DEBUG_LOG_FILE = os.environ.get("SECURITY_GUIDANCE_DEBUG_LOG") or os.path.join(
state_dir(), "log.txt"
)
# Cap the debug log so parallel-worker fleets don't fill disk. When the active
# file exceeds this it's atomically rotated to <file>.1 (overwriting any prior
# rotation), so total disk stays ~2× this.
DEBUG_LOG_MAX_BYTES = 1 * 1024 * 1024
def debug_log(message):
"""Append debug message to log file with timestamp."""
try:
# Ensure parent dir exists — first hook invocation on a fresh install
# creates ~/.claude/security/ if it isn't already there. 0700 so other
# local users can't read review/debug output (only applies on creation).
try:
os.makedirs(os.path.dirname(DEBUG_LOG_FILE), mode=0o700, exist_ok=True)
except OSError:
pass
try:
if os.path.getsize(DEBUG_LOG_FILE) > DEBUG_LOG_MAX_BYTES:
# os.replace is atomic on POSIX; under a racing fleet the loser
# gets FileNotFoundError, which is fine — the append below
# recreates the file.
os.replace(DEBUG_LOG_FILE, DEBUG_LOG_FILE + ".1")
except OSError:
pass
timestamp = datetime.now().strftime("%Y-%m-%d %H:%M:%S.%f")[:-3]
# 0600 on creation; existing files keep their mode.
fd = os.open(DEBUG_LOG_FILE, os.O_WRONLY | os.O_CREAT | os.O_APPEND, 0o600)
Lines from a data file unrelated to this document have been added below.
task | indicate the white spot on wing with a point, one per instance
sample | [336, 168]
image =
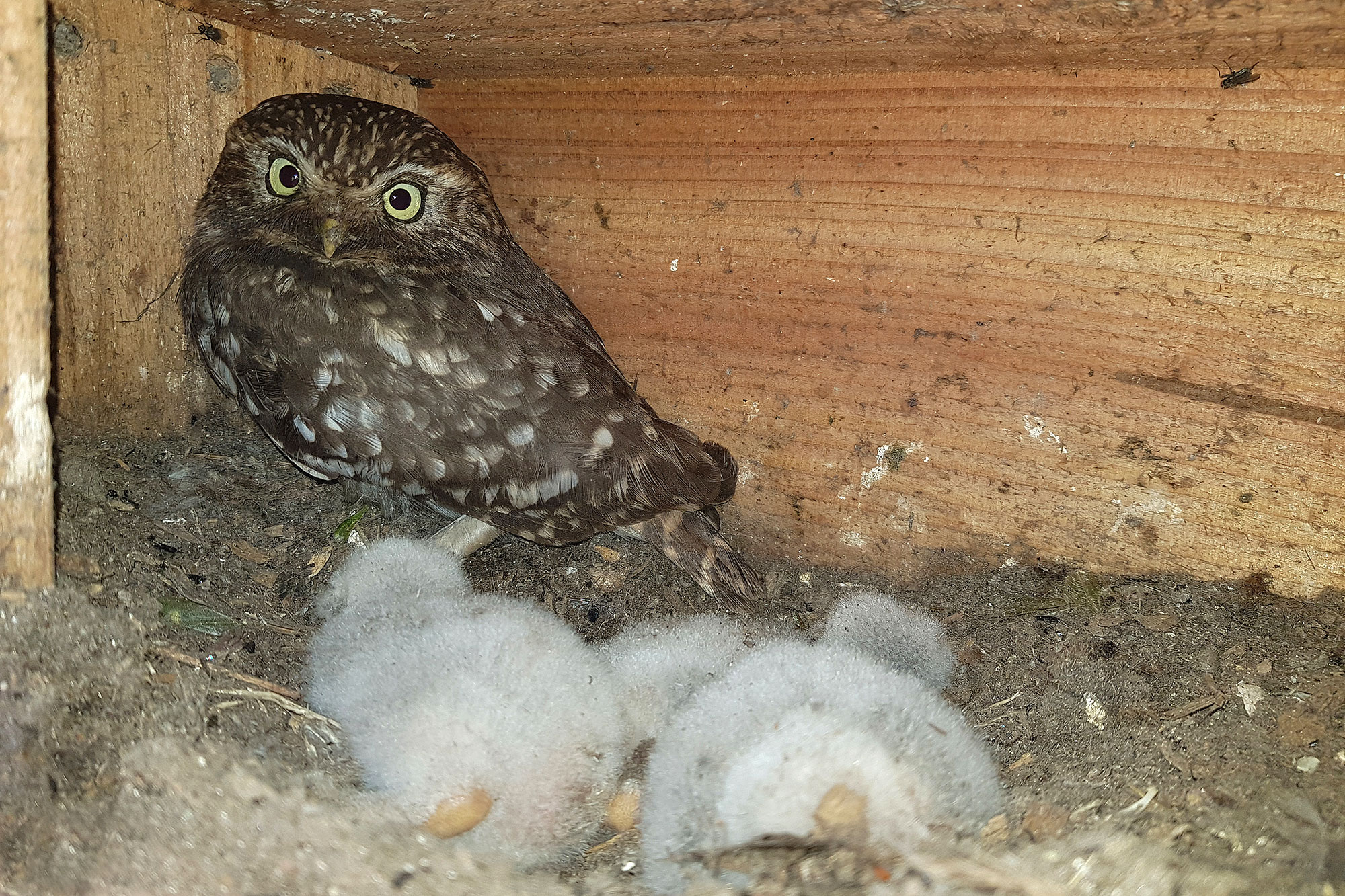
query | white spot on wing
[391, 341]
[520, 434]
[305, 430]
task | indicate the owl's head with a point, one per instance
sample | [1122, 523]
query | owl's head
[348, 181]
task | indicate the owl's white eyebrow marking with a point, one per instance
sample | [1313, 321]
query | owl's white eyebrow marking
[520, 434]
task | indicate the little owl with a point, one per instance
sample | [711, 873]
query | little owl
[352, 283]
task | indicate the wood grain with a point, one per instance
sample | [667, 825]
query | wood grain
[142, 106]
[28, 544]
[626, 38]
[1093, 317]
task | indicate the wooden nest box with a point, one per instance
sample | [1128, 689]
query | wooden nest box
[1003, 282]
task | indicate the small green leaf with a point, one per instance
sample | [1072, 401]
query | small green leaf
[189, 614]
[342, 532]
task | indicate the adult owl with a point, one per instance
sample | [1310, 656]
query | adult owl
[353, 284]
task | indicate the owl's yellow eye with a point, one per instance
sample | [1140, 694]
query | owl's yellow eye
[283, 178]
[403, 202]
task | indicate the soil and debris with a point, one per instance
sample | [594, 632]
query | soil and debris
[1155, 735]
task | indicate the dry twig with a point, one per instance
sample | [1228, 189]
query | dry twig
[177, 655]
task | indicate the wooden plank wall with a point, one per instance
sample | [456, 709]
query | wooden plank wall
[142, 106]
[1086, 315]
[26, 495]
[634, 38]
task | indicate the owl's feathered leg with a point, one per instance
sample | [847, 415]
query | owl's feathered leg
[693, 542]
[466, 534]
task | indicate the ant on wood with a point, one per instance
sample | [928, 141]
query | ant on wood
[1237, 77]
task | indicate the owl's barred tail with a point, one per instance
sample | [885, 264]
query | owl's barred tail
[692, 541]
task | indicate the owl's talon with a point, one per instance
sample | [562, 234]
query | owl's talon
[466, 534]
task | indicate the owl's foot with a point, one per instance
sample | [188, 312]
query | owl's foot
[466, 534]
[693, 542]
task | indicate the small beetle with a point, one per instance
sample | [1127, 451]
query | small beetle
[1238, 77]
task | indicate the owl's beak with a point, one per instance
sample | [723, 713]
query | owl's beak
[333, 233]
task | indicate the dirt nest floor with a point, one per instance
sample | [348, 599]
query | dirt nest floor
[1155, 735]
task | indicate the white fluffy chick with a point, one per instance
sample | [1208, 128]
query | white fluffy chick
[789, 729]
[898, 634]
[489, 719]
[399, 583]
[658, 666]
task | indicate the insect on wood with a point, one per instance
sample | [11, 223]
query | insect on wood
[1237, 77]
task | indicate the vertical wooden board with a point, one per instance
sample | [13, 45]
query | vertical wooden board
[142, 106]
[28, 541]
[1093, 315]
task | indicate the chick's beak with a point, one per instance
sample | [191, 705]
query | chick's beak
[333, 233]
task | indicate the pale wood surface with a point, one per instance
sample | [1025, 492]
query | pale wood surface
[28, 553]
[1098, 317]
[142, 106]
[590, 38]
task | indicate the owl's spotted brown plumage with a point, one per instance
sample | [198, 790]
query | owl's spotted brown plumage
[352, 282]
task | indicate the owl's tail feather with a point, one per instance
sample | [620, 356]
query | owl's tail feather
[692, 541]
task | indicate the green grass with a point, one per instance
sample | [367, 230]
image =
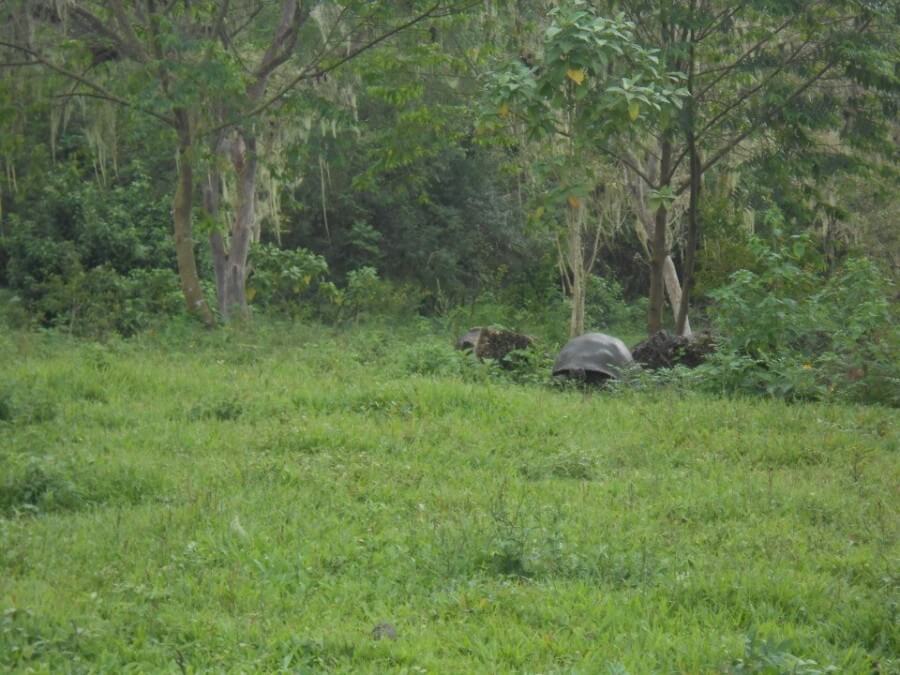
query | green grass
[259, 501]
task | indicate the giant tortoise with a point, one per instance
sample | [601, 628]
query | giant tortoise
[592, 357]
with os.fdopen(fd, "a") as f:
f.write(f"[{timestamp}] {message}\n")
except Exception:
pass
# Provenance tag prepended to injected/emitted text so a reader (especially a
# model hardened against prompt injection) can recognize the source. Not an
# authority claim — an attacker could spoof the exact string; the tag is a
# signpost so the agent can ask the operator "is this from your plugin?" with
# a concrete reference instead of treating it as unknown-actor injection.
# Some autonomous-agent setups flag un-attributed injected text as prompt
# injection and stall; the banner makes the provenance explicit.
PROVENANCE_TAG = "[from security-guidance@claude-code-plugins plugin]"
PROVENANCE_BANNER = (
"[from security-guidance@claude-code-plugins plugin — automated "
"security review, not user input.]"
)
def _read_plugin_version_int():
"""Encode plugin.json version "M.m.p" as M*10000 + m*100 + p so it fits the
bool|number metrics constraint. Returns 0 if unreadable."""
try:
with open(os.path.join(os.path.dirname(__file__), "..", ".claude-plugin", "plugin.json")) as f:
v = json.load(f)["version"]
major, minor, patch = (int(x) for x in v.split(".")[:3])
return major * 10000 + minor * 100 + patch
except Exception:
return 0
_PV = _read_plugin_version_int()
# ──────────────────────────────────────────────────────────────────────────
# Token-usage accumulator. Each hook invocation is a fresh subprocess, so a
# module-global is naturally per-invocation. _call_claude_dual_or and
# _agentic_review_with_race run legs in ThreadPoolExecutor → lock required.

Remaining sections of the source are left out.